Romano-Celtic temple and enclosure on Farley Heath, 300m SSE of Greenglade House.
Reasons for Designation
Romano-Celtic temples were built to meet the spiritual needs of the communities they served by venerating the god or spirit considered to dwell in a particular place. The temple building was regarded as the treasure house of its deity and priests rather than as a congregational building and any religious activities, including private worship, communal gatherings, sanctuary and healing, took place outside. Romano-Celtic temples included the temple building and a surrounding sacred precinct or temenos which could be square, circular, rectangular or polygonal in ground plan. The temple building invariably faced due east and comprised a cella, or inner temple chamber, an ambulatory or walkway around the cella, and sometimes annexes or antechambers. The buildings were constructed of a variety of materials, including stone, cob and timber, and walls were often plastered and painted both internally and externally. Romano-Celtic temples were built and used throughout the Roman period from the mid first century AD to the late fourth/early fifth century AD, with individual examples being used for relatively long periods of time. They were widespread throughout southern and eastern England, although there are no examples in the far south west and they are rare nationally with only about 150 sites recorded in England. In view of their rarity and their importance in contributing to the complete picture of Roman religious practice, including its continuity from Iron Age practice, all Romano-Celtic temples with surviving archaeological potential are considered to be of national importance.
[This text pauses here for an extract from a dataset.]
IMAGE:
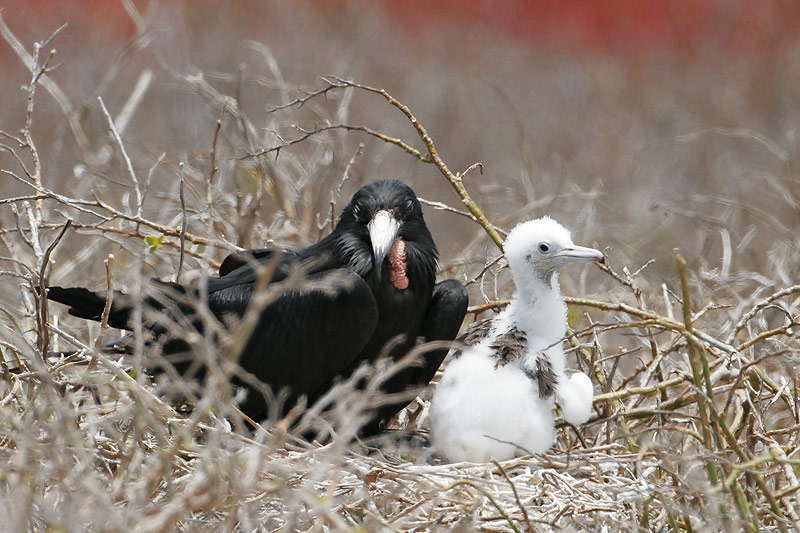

The Romano-Celtic temple at Farley Heath has been shown by partial excavation to contain archaeological remains relating to the original use and history of the site. It will also contain environmental information relating to the temple and the landscape in which it was constructed. Archaeological investigations indicate that the monument was of considerable importance and significance as a site of Romano-British religious practice.
This record was the subject of a minor enhancement on 18 November 2014. The record has been generated from an "old county number" (OCN) scheduling record. These are monuments that were not reviewed under the Monuments Protection Programme and are some of our oldest designation records.
The monument includes a Romano-Celtic temple, surviving as buried archaeological remains, and a surrounding enclosure denoted by a bank and ditch. The monument is situated on a gentle north-east facing slope on high ground to the west of Farley Heath Road. The central part of the temple, including the cella and ambulatory, is 14m sq. This is enclosed by a temenos wall 73m in diameter. A further quadrangular enclosure denoted by an intermittent bank and ditch, measures about 200m by 200m and encloses the whole complex. This latter enclosure is not believed to be contemporary with the rest of the site and is possibly of medieval origin.
The site was partially excavated in 1848, 1926 and 1939. There were further excavations and a geophysical survey undertaken in the late 20th century. These investigations uncovered a considerable range of finds including Neolithic flintwork, a ‘Celtic priest’s sceptre’, coin hoards, a Roman ladle or cyathus, ridge tiles and pottery sherds dating to the Bronze Age, Iron Age and Roman periods. The coins included gold, silver and bronze British coins of Verica, Epaticcus, Tincommius and Epaticcus, and Roman coins varying from Tibeius to Arcadius. Many of these artefacts are likely to be votive offerings deposited at the temple. In addition the monument is associated with a branch road of Stane Street Roman road, which is likely to have followed natural trackways across Farley Heath, a short distance from the temple. Several kilns, dating to around the 3rd or 4th century, with intact cooking pots were identified at or near the site.
Further archaeological remains survive within the vicinity of this monument but are not included because they have not been formally assessed.